A new front has opened in the battle to develop medications to fight COVID-19. Now that effective vaccines are available to prevent the disease, researchers are focusing on drugs to treat COVID-19 after someone is infected and before they need hospitalization. The company Merck has recently taken the lead, producing an antiviral oral medication that it hopes will get federal approval here.
A peer-reviewed study of GSU’s research, released last week in the top-line publication Nature Communications, found an oral version of the drug remdesivir was effective against the SARS-CoV-2, the virus that causes COVID-19, in ferrets. Ferrets have been frequently used in COVID-19 research. Remdesivir, made by the drug company Gilead Sciences, is currently used to treat COVID-19, but it must be used intravenously.

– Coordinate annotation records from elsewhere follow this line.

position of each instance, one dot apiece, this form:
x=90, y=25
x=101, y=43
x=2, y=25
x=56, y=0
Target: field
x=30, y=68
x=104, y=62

Gilead said there are no immediate plans to begin testing the drug that GSU worked on in human volunteers. Gilead told The Atlanta Journal-Constitution that the GSU studies offer a tool to study oral antivirals for COVID-19. The company is interested in other drugs that might work as oral medications, though. The drugmaker said in a statement, “At Gilead we are exploring options, including novel oral antivirals, to address this unmet need.”
Georgia State’s team said their work “could be groundbreaking in improving patient access to treatment early after infection.” Remdesivir is currently the only antiviral drug approved to treat COVID-19.
For Dr. Tom Fausett, a family physician in Adel and president of the Georgia Academy of Family Physicians, an antiviral pill that he can prescribe to his patients at home, before they get hospitalized, would be a game-changer.
While it’s not illegal to give intravenous remdesivir outside the hospital, the Food and Drug Administration says it should be used only in hospitals or settings with hospital-level care available, and that’s what Fausett does. That makes it tough to use remdesivir on his patients when it’s supposed to be most helpful: early in the infection.
“Somebody who is hospitalized with COVID is already further into the disease,” Fausett said. “By the time they actually get the IV remdesivir, they’re really already really sick.”
The remdesivir study is just one more example of Georgia’s medical schools and research centers taking a significant role in fighting the pandemic.
Several leading pharmaceutical companies, such as Pfizer, are also working to develop oral medications to treat COVID-19, and have produced research showing their drugs are highly effective. Georgia State has been involved in some that research. Experts, caution that the medications must be given early in the disease.
Pfizer released research last week that showed its oral antiviral medication, Paxlovid, showed an 89% reduction in risk of COVID-19-related hospitalization or death from any cause compared to placebo in patients treated within three days of symptom onset.
Merck and Ridgeback Biotherapeutics announced in October they plan to seek emergency use authorization from federal health officials for their oral antiviral COVID-19 treatment drug, molnupiravir, after research showed “compelling” results in clinical trials. Federal regulators are not expected to issue a decision until December. Emory University researchers helped develop molnupirvir and Georgia State was also involved in that research.
Grady Memorial Hospital, staffed by Morehouse and Emory researchers and medical doctors, was one of the trial sites for the Moderna vaccine.